In Deuteronomy 5, the sabbath Law is restated by Moses. In verse 3, Moses said the covenant (which included the sabbath) was not given to their fathers, but to those alive and present that day. In verse 13, the command to observe the sabbath ensues. In verse 15 the purpose of the sabbath is clearly given: as a memorial to their time in Egypt and how God brought them out with a mighty arm. Note the use of the phrase “therefore the Lord thy God commanded thee to keep the sabbath day.”

In Numbers 15:32-36, there was a man brought before Moses for gathering sticks on the sabbath. They did not know what to do with him. After consulting Moses, Moses had to inquire of the Lord what to do with him. The Lord instructed him to stone the sabbath breaker, which they did. If the sabbath was a part of any prior covenant between God and men, why did not anyone know what to do with the sabbath breaker?

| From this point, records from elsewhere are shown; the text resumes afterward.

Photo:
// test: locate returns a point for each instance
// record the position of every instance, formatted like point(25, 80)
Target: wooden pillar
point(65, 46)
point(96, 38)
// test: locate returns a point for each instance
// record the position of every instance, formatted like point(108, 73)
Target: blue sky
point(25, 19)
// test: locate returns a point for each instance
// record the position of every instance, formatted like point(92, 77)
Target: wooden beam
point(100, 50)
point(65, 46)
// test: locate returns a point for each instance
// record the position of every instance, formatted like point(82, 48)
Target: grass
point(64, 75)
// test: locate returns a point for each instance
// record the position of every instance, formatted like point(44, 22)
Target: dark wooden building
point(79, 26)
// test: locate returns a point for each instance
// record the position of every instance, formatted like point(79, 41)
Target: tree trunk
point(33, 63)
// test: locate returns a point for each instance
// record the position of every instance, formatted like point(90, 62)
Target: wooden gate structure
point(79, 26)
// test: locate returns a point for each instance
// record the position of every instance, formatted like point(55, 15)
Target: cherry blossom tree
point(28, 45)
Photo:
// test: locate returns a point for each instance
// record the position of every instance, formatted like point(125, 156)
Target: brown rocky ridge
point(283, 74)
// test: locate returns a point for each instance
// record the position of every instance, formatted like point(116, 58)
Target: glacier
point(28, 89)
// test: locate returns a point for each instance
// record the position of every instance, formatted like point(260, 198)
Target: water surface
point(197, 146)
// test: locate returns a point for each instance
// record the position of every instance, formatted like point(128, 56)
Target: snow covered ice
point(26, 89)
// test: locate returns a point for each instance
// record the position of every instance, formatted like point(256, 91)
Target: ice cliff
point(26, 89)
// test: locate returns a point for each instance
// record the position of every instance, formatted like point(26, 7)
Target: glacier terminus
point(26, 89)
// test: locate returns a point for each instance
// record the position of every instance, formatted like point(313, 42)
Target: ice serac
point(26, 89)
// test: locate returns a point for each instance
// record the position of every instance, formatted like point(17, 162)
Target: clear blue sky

(2) The early church continued steadfastly in the apostles’ doctrine (Acts 2:42). The early church is recorded as meeting on the first day of the week (Acts 20:7; 1 Corinthians 16:1-2). Therefore, it is logical and biblical to conclude the apostles’ doctrine included Sunday worship. In Revelation 1:10, John said he was in the spirit on the Lord’s Day. What day is the Lord’s Day? Jesus was raised from the dead on a Sunday, and the church was established on a Sunday (Acts 2:1). The day of Pentecost was 50 days following the Passover (Leviticus 23)Jesus was killed on Passover (John 19:31). Fifty days following that day would be Sunday, the first day of the week.

(3) Using Christ as our example has no bearing on this discussion, because Jesus lived and died under the Mosaic Law (Galatians 4:4). In His death, He removed the Law and its curse (Galatians 3:13-14; Ephesians 2:14-16; Colossians 2:14). Included in the abolished law is the Ten Commandments (Romans 7:6-8) and the command to observe the sabbath.